Open scottkurz opened 3 years ago
I think the same API can be used for both purely dynamic configuration and registration during application startup, if a configuration object is passed to a CDI bean at application startup and could be also passed to a method that defines the job dynamically.
With a CDI bean, a job could be defined with e.g. a CDI event as follows (as described by @rmannibucau here):
void defineBatches(@Observes JobRegistrationCallback cb, JobOperator op, MyService service) {
cb.defineJob("my-job")
.batchlet("exec-sql", () -> service.executeBulkQuery().then(service::flush));
}
The CDI event would be fired at application startup, only once. This would be similar as when job is defined in a XML, which is also evaluated at startup.
And the same job definition could be applied on an instance of a JobOperator
with a lambda argument as follows:
@Inject JobOperator op;
@Inject MyService service;
op.defineJob( (JobRegistrationCallback cb) -> {
cb.defineJob("my-job")
.batchlet("exec-sql", () -> service.executeBulkQuery().then(service::flush));
});
The defineJob
method could even return the created Job definition instance that could be referenced to start a job instead of using the job name:
JobDefinition jobdef = op.defineJob( (JobRegistrationCallback cb) -> {
return cb.defineJob("my-job");
// the `return` statement here isn't even necessary,
// the `defineJob` method would get the definition from `cb` and return it
});
op.start( jobdef, new Properties() );
If you make it a bean instead of an event it will remove the indirection in the API:
void defineBatches(@Observes @Initialized(ApplicationScoped.class) Object startup, JobRegistrationCallback cb /* optionally other services */) {
cb.defineJob("my-job")
.batchlet("exec-sql", () -> service.executeBulkQuery().then(service::flush));
}
and
@Inject JobRegistrationCallback cb;
@Inject MyService service;
cb.defineJob("my-job")
.batchlet("exec-sql", () -> service.executeBulkQuery().then(service::flush));
Then no need to change JobOperator#start method signature since the job is named anyway (required to keep job operator reporting features).

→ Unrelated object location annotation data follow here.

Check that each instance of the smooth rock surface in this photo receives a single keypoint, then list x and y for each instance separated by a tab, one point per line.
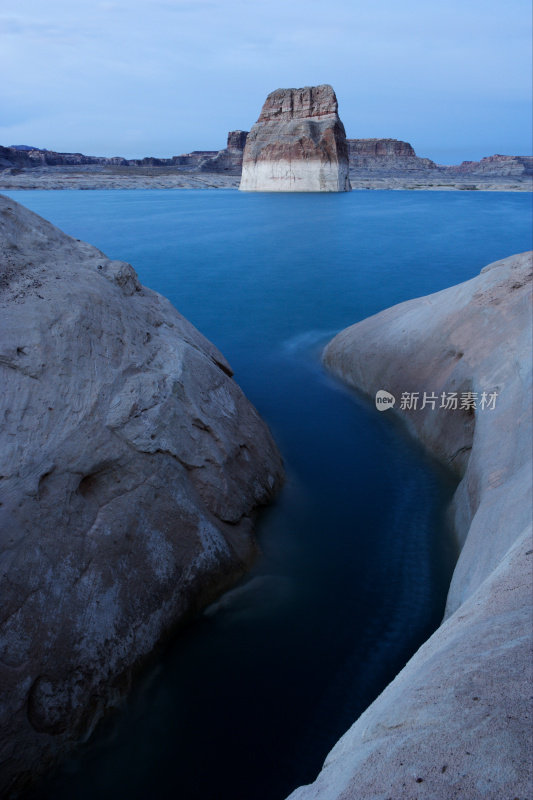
131	466
298	144
456	722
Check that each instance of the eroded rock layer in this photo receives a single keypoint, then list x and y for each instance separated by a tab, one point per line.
131	465
456	721
298	144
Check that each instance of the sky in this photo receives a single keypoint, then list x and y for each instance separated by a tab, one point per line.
163	77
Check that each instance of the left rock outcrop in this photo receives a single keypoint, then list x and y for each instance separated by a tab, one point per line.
131	466
298	144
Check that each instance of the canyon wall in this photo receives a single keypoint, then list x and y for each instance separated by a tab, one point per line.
131	469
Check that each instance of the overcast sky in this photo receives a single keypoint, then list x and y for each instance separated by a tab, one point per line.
162	77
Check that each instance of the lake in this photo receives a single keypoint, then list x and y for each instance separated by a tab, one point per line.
356	557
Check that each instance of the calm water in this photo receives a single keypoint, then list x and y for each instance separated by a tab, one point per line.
356	559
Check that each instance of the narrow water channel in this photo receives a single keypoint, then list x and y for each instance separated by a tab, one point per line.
356	559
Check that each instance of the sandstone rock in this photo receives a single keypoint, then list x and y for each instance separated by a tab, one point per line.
131	466
456	722
228	160
388	155
496	165
298	144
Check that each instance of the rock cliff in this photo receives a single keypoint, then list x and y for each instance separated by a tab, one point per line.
228	160
456	722
388	155
496	165
131	467
298	144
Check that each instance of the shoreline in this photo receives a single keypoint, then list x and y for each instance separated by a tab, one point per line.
94	178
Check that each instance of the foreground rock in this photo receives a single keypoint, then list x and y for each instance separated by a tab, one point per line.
131	465
456	722
298	144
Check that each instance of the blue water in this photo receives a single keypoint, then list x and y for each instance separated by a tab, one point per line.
356	557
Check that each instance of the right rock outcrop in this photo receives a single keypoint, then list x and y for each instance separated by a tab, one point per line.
298	144
456	721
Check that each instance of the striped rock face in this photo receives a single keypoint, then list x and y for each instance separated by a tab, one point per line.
298	144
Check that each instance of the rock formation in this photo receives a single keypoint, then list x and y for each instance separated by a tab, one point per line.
496	165
131	466
228	160
298	144
390	155
456	722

Seems we're not going to get to this in 2.1.
Though a Java-defined job (as discussed in https://github.com/eclipse-ee4j/batch-api/issues/109 ) could define jobs on a purely dynamic basis, (define then immediately start), it also could be useful to provide a registration mechanism so they could be registered, and then later started by name, e.g. via JobOperator.start(String jobName, ...), (though not necessarily required to close https://github.com/eclipse-ee4j/batch-api/issues/109).
Some ideas around this were discussed in ML thread: https://www.eclipse.org/lists/jakartabatch-dev/msg00147.html.
Since there was clearly some interest in this proposal, I'm opening this issue to track further work and discussion, and adding for now to the 2.1 milestone.